Uma empresa do grupo JBS em Cuiabá se queixava dos preços impostos pela Petrobras na venda de gás natural. Deixaria de perder R$ 1 milhão por dia se lhe fosse permitido comprar gás diretamente na Bolívia, em vez de passar pela Petrobras. Rodrigo Loures foi então acionado por Joesley para intervir junto ao Cade.

O problema é que, aparentemente, segundo depoimentos de funcionários do Cade, Loures não conseguiu alterar nenhum procedimento usual nas decisões do órgão –apesar de ter falado em nome de Temer.

Acontece que, no dia 13 de abril de 2017, o preço do gás foi resolvido por um acordo entre a Petrobras e a empresa do grupo JBS. A pendência vinha desde setembro do ano anterior. A conversa entre Joesley e Temer, na qual o presidente indicou Rodrigo Loures como interlocutor, foi em 7 de março. Feito o contrato com a Petrobras, em 13 de abril, o assessor de Temer recebeu R$ 500 mil no dia 28 do mesmo mês.

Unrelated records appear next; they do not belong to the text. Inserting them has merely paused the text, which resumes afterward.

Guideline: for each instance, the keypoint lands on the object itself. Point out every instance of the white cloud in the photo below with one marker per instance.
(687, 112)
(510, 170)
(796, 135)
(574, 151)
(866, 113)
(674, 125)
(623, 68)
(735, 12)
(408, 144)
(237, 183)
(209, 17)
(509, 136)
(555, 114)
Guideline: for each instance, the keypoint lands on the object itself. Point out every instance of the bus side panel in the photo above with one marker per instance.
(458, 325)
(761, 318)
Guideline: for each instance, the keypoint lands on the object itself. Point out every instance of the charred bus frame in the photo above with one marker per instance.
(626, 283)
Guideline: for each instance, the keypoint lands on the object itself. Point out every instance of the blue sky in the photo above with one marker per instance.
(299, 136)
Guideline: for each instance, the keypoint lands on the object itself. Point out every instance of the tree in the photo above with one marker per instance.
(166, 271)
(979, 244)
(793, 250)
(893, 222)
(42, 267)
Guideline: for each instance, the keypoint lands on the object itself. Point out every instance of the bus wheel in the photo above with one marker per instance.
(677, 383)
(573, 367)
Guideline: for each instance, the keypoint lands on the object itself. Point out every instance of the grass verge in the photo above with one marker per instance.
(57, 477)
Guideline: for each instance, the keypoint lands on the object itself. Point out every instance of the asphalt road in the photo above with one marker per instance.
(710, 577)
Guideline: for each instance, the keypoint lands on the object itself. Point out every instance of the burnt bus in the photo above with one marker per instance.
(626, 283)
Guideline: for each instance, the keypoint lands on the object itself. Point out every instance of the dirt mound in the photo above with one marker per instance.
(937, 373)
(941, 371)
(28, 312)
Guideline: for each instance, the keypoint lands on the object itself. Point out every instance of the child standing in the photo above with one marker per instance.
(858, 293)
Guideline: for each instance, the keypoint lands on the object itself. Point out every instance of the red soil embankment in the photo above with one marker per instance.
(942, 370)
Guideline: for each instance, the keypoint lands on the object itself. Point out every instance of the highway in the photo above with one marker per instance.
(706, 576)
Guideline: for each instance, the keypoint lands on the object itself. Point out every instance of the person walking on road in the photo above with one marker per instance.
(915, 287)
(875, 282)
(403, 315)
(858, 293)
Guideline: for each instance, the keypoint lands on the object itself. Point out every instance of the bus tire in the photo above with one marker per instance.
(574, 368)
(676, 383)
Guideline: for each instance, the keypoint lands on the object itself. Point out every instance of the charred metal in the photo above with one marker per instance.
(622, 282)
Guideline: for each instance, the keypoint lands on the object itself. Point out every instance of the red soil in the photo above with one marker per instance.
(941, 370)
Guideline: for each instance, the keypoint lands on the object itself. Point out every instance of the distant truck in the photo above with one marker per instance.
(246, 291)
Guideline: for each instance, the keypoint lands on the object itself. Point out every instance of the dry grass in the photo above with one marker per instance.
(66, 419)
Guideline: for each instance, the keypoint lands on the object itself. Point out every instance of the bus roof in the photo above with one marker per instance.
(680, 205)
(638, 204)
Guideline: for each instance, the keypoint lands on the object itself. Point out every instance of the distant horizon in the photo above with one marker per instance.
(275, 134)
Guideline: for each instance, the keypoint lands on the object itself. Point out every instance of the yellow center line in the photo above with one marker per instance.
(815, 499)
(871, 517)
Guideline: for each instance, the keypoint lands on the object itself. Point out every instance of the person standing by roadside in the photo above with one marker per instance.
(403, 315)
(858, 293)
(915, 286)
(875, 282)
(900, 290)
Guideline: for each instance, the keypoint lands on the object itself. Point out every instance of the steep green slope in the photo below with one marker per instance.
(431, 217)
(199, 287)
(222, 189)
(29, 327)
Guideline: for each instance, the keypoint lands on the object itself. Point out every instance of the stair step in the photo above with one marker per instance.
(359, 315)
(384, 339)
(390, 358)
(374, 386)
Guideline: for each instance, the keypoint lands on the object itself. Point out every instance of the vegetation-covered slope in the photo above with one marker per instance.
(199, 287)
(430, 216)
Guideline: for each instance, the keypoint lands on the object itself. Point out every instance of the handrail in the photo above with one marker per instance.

Seria apenas uma parcela: segundo conversa gravada entre Loures e Saud, os pagamentos seriam semanais, variando conforme os preços cobrados pelo gás da Petrobras.

Nada a ver com Cunha e seu silêncio, portanto. A questão a ser investigada, sem dúvida, é a de qual o papel de Temer nesse acordo com a Petrobras. As parcelas de R$ 500 mil destinavam-se ao presidente?

A PGR transcreve outras conversas entre Loures e Saud, em que se mencionam vários personagens, como "Ricardo", "Celso", "Edgar" e "Coronel". Seriam possivelmente pessoas que intermediavam pagamentos ilícitos para Temer.

Num trecho comprometedor, RoLoures indica que o "coronel" (provavelmente João Batista Lima Filho) e outro ex-assessor de Temer, José Yunes, já "não podem mais" –entendendo-se que seria necessário arranjar outros intermediários para as propinas oferecidas pela JBS.

Denúncia não é acusação formal: trata-se apenas do pedido para que se abra processo. Após alguns passos em falso iniciais, a suspeita contra Temer se consolida agora.